The PRO-Trauma prediction model can be used to obtain valid predictions of attaining functional recovery after trauma at 12 months post-injury. The PRO-Trauma prediction model showed acceptable calibration and discrimination.

摘要

目的

开发和内部验证创伤后功能恢复的预测模型(PRO-Trauma)。

设计

前瞻性单中心纵向队列研究。患者在受伤后 6 周和 12 个月进行评估。

方法

在急诊科就诊的急性创伤患者被提示参与。完成受伤后 6 周和 12 个月评估的患者被纳入。排除标准:年龄<18 岁,年龄>65 岁,病理性骨折,导致严重神经功能缺损的损伤。预测结果,功能恢复,定义为在受伤后 12 个月时短肌肉骨骼功能评估(SMFA-NL)日常生活问题(PDA)子量表≤12.2 分(荷兰人群正常值)。预测因子:性别、年龄、与伴侣同住、慢性健康状况数量、受伤后 6 周时的 SMFA-NL PDA 评分、入住 ICU、住院时间、损伤严重程度评分、并发症发生和治疗类型。

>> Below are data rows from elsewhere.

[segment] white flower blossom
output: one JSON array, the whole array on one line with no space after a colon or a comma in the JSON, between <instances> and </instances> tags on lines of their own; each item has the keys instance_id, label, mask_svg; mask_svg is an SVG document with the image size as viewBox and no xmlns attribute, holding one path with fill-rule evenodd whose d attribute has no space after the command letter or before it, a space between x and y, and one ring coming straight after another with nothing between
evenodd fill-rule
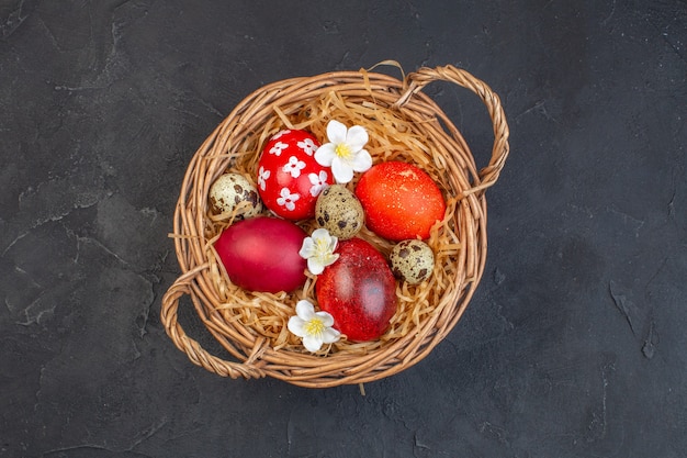
<instances>
[{"instance_id":1,"label":"white flower blossom","mask_svg":"<svg viewBox=\"0 0 687 458\"><path fill-rule=\"evenodd\" d=\"M331 120L327 124L327 138L329 143L315 152L315 160L322 166L331 167L337 182L347 183L353 179L353 171L365 171L372 167L372 157L363 149L369 139L364 127L354 125L347 129Z\"/></svg>"},{"instance_id":2,"label":"white flower blossom","mask_svg":"<svg viewBox=\"0 0 687 458\"><path fill-rule=\"evenodd\" d=\"M267 179L270 178L271 174L270 170L266 170L264 167L260 166L260 170L258 170L258 186L260 186L261 190L264 191Z\"/></svg>"},{"instance_id":3,"label":"white flower blossom","mask_svg":"<svg viewBox=\"0 0 687 458\"><path fill-rule=\"evenodd\" d=\"M312 138L305 138L303 142L296 143L296 146L308 156L312 156L317 150L317 146L315 146L315 142Z\"/></svg>"},{"instance_id":4,"label":"white flower blossom","mask_svg":"<svg viewBox=\"0 0 687 458\"><path fill-rule=\"evenodd\" d=\"M306 300L296 303L296 315L289 319L286 325L303 339L303 346L312 353L318 351L323 344L334 344L341 333L334 327L334 317L327 312L315 312L315 306Z\"/></svg>"},{"instance_id":5,"label":"white flower blossom","mask_svg":"<svg viewBox=\"0 0 687 458\"><path fill-rule=\"evenodd\" d=\"M317 174L307 174L307 178L311 180L311 196L316 198L319 196L323 189L327 187L327 172L324 170Z\"/></svg>"},{"instance_id":6,"label":"white flower blossom","mask_svg":"<svg viewBox=\"0 0 687 458\"><path fill-rule=\"evenodd\" d=\"M299 160L297 157L291 156L289 161L284 164L282 170L286 174L291 174L291 177L299 178L301 176L301 170L305 168L305 163L303 160Z\"/></svg>"},{"instance_id":7,"label":"white flower blossom","mask_svg":"<svg viewBox=\"0 0 687 458\"><path fill-rule=\"evenodd\" d=\"M289 211L293 211L296 208L295 201L301 199L297 193L292 194L289 188L282 188L279 194L281 197L277 199L277 203L285 206Z\"/></svg>"},{"instance_id":8,"label":"white flower blossom","mask_svg":"<svg viewBox=\"0 0 687 458\"><path fill-rule=\"evenodd\" d=\"M334 253L339 239L329 235L329 231L324 227L316 228L309 237L303 239L303 246L299 255L307 259L307 270L313 275L319 275L325 267L333 265L339 258L338 253Z\"/></svg>"}]
</instances>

所有预测因子均在受伤后 6 周前获得。缺失数据采用多重插补法。使用向后逐步多变量逻辑回归选择预测变量。Hosmer-Lemeshow 检验用于评估校准。Bootstrap 重采样用于内部验证最终模型。

结果

共纳入 246 例患者,其中 104 例(44%)功能恢复。PRO-Trauma 模型中的预测因子为:与伴侣同住、慢性健康状况数量、受伤后 6 周时的 SMFA-NL PDA 子量表评分和住院时间。明显的 R2 为 0.33[0.33;0.34],C 统计量为 0.79[0.79;0.80]。Hosmer-Lemeshow 检验表明校准良好(p=0.92)。校正后的 R2 为 0.28[0.27;0.29],校正后的曲线下面积为 0.77[0.77;0.77]。

结论

PRO-Trauma 预测模型可用于在受伤后 12 个月时对创伤后功能恢复进行有效预测。PRO-Trauma 预测模型具有可接受的校准和区分能力。